Reimagining Hadith Scholarship in the Age of Artificial Intelligence: Insights from a PRISMA-Based Systematic Literature Review
Mengimaginasikan Semula Kesarjanaan Hadis dalam Era Kecerdasan Buatan: Wawasan daripada Ulasan Literatur Sistematik Berasaskan PRISMA
DOI:
https://doi.org/10.53840/ejpi.v12i6.333Keywords:
Artificial Intelligence (AI), Hadith Studies, Digital Hadith Science, Machine Learning, Deep LearningAbstract
The rapid advancement of Artificial Intelligence (AI) has transformed diverse fields of knowledge, including Islamic textual studies. Within this context, the integration of AI into Hadith scholarship presents new opportunities for automation, verification, and knowledge extraction, while simultaneously introducing epistemological and ethical challenges. This study aims to systematically map and analyze global research on the application of AI in Hadith studies, identifying dominant technologies, methodological trends, key challenges, and future research directions. Employing a Systematic Literature Review (SLR) based on the PRISMA framework, 19 Scopus-indexed studies published between 2013 and 2025 were analyzed to trace publication dynamics and methodological patterns. The results reveal growing scholarly attention since 2019, with research evolving from machine learning applications for Hadith classification toward deep learning, natural language processing (NLP), and transformer-based models. AI has been predominantly applied in three domains: classification, authentication through isnād and matn analysis, and semantic or textual interpretation.

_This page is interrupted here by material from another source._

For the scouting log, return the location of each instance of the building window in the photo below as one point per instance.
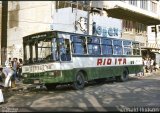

Despite notable progress, persistent limitations remain, including the absence of standardized benchmark datasets, limited explainability of AI models, and weak integration between algorithmic reasoning and Islamic epistemology. The study underscores the need for ethically grounded and explainable AI frameworks aligned with uṣūl al-ḥadīth principles and maqāṣid al-sharī‘ah values to ensure theological integrity and interpretive transparency. Conceptually, it contributes to defining Digital Hadith Science as an emerging interdisciplinary field bridging data science and Islamic scholarship. The paper concludes by outlining a forward-looking research agenda emphasizing multilingual data infrastructures, epistemologically informed AI design, and collaborative frameworks between computer scientists and Islamic scholars.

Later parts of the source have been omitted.